I have 3 related questions about the Bumphunter implementation in Minfi. Help with one or all of them is much appreciated!
1. Clarification of what Bumphunter is doing:
After reading the bumphunter section of the Minfi tutorial:
which refers to this bump hunting paper:
... I got the impression that the Minfi implementation of bumphunter would automatically run SVA and include the SV covariates in models.
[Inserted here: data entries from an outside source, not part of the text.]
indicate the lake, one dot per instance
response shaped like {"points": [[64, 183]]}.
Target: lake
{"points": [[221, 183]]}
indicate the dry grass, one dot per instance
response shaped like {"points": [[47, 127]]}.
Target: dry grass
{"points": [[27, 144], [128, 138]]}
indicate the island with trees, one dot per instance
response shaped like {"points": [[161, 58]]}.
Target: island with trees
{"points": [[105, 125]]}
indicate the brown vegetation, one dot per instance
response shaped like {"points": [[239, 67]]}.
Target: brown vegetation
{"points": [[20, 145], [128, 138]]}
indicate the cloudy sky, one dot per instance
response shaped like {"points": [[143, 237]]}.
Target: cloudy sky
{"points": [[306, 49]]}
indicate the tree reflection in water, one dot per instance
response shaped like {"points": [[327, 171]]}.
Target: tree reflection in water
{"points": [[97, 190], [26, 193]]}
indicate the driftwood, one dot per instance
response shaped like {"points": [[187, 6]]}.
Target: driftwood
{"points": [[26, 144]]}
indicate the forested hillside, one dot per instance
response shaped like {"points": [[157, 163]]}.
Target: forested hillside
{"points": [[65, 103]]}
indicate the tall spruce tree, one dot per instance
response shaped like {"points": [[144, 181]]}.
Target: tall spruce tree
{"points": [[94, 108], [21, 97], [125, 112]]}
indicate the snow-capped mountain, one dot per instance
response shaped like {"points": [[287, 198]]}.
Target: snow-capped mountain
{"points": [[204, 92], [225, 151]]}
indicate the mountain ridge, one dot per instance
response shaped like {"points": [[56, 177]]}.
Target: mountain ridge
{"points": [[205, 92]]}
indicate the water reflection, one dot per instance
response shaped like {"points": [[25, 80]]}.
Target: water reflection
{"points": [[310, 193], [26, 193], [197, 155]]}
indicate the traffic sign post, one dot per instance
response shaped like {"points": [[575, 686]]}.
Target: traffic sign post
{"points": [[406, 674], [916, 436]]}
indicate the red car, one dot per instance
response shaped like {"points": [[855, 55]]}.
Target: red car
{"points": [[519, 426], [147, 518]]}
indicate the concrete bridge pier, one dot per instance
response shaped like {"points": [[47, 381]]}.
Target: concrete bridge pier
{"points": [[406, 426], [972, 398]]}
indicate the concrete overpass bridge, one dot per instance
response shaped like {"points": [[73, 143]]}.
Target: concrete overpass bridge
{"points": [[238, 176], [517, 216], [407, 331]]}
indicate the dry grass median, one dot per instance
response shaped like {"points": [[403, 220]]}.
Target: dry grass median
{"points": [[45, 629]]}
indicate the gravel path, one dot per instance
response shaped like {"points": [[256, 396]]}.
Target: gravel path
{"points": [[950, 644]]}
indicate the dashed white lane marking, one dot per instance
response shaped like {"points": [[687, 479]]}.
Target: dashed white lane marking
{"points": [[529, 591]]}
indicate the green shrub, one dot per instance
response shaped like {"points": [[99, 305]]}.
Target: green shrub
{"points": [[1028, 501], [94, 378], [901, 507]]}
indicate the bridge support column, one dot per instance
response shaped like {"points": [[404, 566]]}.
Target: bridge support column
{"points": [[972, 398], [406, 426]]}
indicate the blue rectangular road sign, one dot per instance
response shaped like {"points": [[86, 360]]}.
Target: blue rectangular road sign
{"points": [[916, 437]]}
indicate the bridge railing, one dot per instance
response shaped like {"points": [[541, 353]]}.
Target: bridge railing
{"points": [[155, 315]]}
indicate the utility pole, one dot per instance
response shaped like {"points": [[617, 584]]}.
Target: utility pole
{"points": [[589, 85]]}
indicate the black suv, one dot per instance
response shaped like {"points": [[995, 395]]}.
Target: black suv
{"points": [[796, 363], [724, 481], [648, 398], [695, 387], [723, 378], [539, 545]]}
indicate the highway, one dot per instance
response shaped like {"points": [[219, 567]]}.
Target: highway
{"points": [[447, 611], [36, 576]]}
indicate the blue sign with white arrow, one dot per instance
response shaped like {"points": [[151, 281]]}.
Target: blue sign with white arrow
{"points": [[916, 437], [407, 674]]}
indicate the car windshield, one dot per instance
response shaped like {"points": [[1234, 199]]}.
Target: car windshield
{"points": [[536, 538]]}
However, after reading the Bumphunter User's Guide:
... it sounds like Minfi does NOT run SVA ("Notably, batch effect removal and the application of the bootstrap to linear models of Efron and Tibshirani  need additional code.").
Can someone clarify whether the Minfi bumphunter runs SVA?
2. Choice of nullMethod:
If I run SVA separately and then include the resulting SV covariates in my design matrix when running Bumphunter, using the default "permutation" nullMethod, I get a warning:
> dmrs.cd8.b1000.pickCutoff.sva <- bumphunter(GRSet.norm.na.good.noSnp.noXreact.CD4, design = designMatrix.cd4, pickCutoff=T, B=1000, type="M") [bumphunterEngine] The use of the permutation test is not recommended with multiple covariates, (ncol(design)>2). Consider changing 'nullMethod' changed to 'bootstrap' instead. See vignette for more information.
Why is the permutation method not recommended for models that include covariates? Here is what the bumphunter vignette says:
"However, when X has columns other than those representing an intercept term and the
covariate of interest, the permutation test approach is not recommended. The function will
run but give a warning. A method based on the bootstrap for linear models of Efron and
Tibshirani  may be more appropriate but this is not currently implemented."
However, when I run with the "bootstrap" nullMethod instead, I get a lot of "Inf" values and pvalues of 0 in the results table:
> dmrs.cd4.b1000.pickCutoff.sva.boot <- bumphunter(GRSet.norm.na.good.noSnp.noXreact.CD4, design = designMatrix.cd4, pickCutoff=T, B=1000, type="M", nullMethod='bootstrap') > head(dmrs.cd4.b1000.pickCutoff.sva.boot$table) chr start end value area cluster indexStart indexEnd L 222 chr1 101491640 101491640 Inf Inf 19234 39105 39105 1 518 chr10 106014410 106014410 Inf Inf 53151 434838 434838 1 713 chr11 70601971 70601971 Inf Inf 69955 472762 472762 1 716 chr11 71791563 71791563 Inf Inf 70239 473310 473310 1 742 chr11 93862060 93862060 Inf Inf 73067 478541 478541 1 1179 chr14 69444462 69444462 Inf Inf 116139 563513 563513 1 clusterL p.value fwer p.valueArea fwerArea 222 15 0 0 0 0 518 18 0 0 0 0 713 4 0 0 0 0 716 20 0 0 0 0 742 15 0 0 0 0 1179 22 0 0 0 0
It appears that something is going wrong with the bootstrap method when including covariates. How should I interpret the values and areas of "Inf"? The permutation method, in contrast, seems to work great; I just don't know whether there is a reason I shouldn't trust those results.
3. Different p values and error rates.
Finally, I am confused about the two different p values and family-wise error rates that are output by the program (
p.value, fwer, p.valueArea, fwerArea). Can someone please explain what the differences are? My impression is that "p.value" is the empirical p value from the permutation test (the fraction of null areas greater than the area that was actually observed), and that the "fwer" is that p.value adjusted for multiple hypotheses (by Bonferroni or another method?), but please let me know if this is incorrect.